Here comes with the interesting part, segment reporting.
For its manufacturing segment, I would love to see the segment able to maintain above 20% operating profit margin. That would be a very good improvement from 15% (FY2014) and 19% (FY2015). Management pointed out that it was due to lower operating expenses incurred. But I guess for manufacturing industry, normally the management able to reduce the operating expenses to certain extend only and maintain from there.
For its engineering segment, management pointed out that the gross profit margin is higher due to higher weightage on revenue from certain projects with relatively higher profit margin and the Group’s Kuala Lipis Hospital Project has just started. However, the contribution of the hospital project is quite low.
I believe the higher profit margin of the engineering segment is not sustainable due to the nature of the revenue recognition of contract based projects just like what happened in Q4FY14. It's still highly depends on the Ampang line LRT extension project.
Dato Tan pointed out that there was delay in Ampang Line LRT extension project. However, Prasarana CEO stated days later that there was no delay and the phase 1 is on track and will begin operation in Oct 31 2015. So, who should we trust?

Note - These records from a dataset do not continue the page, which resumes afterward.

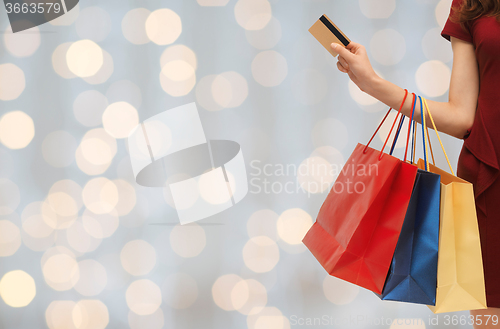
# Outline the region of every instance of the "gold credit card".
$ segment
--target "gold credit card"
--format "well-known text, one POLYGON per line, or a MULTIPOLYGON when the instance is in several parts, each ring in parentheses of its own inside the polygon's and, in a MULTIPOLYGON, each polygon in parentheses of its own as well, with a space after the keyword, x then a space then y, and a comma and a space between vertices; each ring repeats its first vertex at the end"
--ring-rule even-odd
POLYGON ((330 46, 333 42, 338 43, 339 45, 346 47, 351 40, 340 31, 340 29, 333 24, 333 22, 326 16, 321 16, 316 23, 309 29, 309 32, 318 40, 323 47, 325 47, 333 57, 336 57, 338 54, 333 51, 330 46))

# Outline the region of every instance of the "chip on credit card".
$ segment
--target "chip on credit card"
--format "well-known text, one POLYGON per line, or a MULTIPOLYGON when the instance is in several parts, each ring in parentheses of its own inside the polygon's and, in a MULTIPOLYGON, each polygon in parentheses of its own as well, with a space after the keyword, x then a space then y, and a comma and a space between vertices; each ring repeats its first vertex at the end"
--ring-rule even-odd
POLYGON ((309 29, 309 32, 318 40, 323 47, 325 47, 333 57, 336 57, 338 54, 333 51, 330 46, 332 43, 338 43, 339 45, 346 47, 351 40, 342 32, 340 29, 333 24, 328 16, 321 16, 316 23, 309 29))

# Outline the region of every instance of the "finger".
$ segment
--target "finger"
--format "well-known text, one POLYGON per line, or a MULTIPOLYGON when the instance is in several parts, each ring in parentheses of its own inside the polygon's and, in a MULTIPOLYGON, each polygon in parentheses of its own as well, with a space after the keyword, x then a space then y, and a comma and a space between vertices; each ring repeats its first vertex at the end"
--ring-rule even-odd
POLYGON ((357 48, 361 46, 361 44, 357 43, 357 42, 349 42, 349 44, 347 46, 345 46, 347 49, 353 49, 353 48, 357 48))
POLYGON ((357 42, 350 42, 347 46, 346 49, 350 50, 351 53, 356 54, 358 51, 362 51, 364 49, 364 46, 360 43, 357 42))
POLYGON ((337 62, 337 68, 339 71, 347 73, 347 70, 342 66, 342 64, 340 64, 340 62, 337 62))
POLYGON ((344 48, 343 46, 337 44, 337 43, 332 43, 330 45, 333 49, 334 52, 339 54, 340 56, 344 57, 344 59, 349 62, 350 60, 354 59, 354 54, 351 52, 351 50, 344 48))
POLYGON ((347 75, 349 76, 349 79, 351 79, 352 82, 354 82, 356 85, 358 85, 358 79, 356 76, 352 73, 352 71, 348 71, 347 75))
POLYGON ((339 55, 339 62, 340 64, 342 64, 342 66, 347 70, 349 69, 349 64, 347 63, 347 61, 344 59, 344 57, 342 57, 341 55, 339 55))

Besides, Dato Tan also mentioned the group target to add another RM2 or RM3 billion worth of contracts this year on top of RM1 billion orderbook on hands. I think we should ignore this kind of blow water issue. I still remember he said the same thing during last year AGM on top of gonna diversify into oil & gas segment.
Well, I think he did not expect the sudden drop in crude oil price at the end of last year which indirectly affected the numbers of construction jobs awarded.
The biggest surprise to me about George Kent is ColdEye bought the counter recently as shown in the latest annual report.
He must have a very good reason to buy. Should I follow? :)
moven00
Vincent by the time you post this, we already know you already buy la.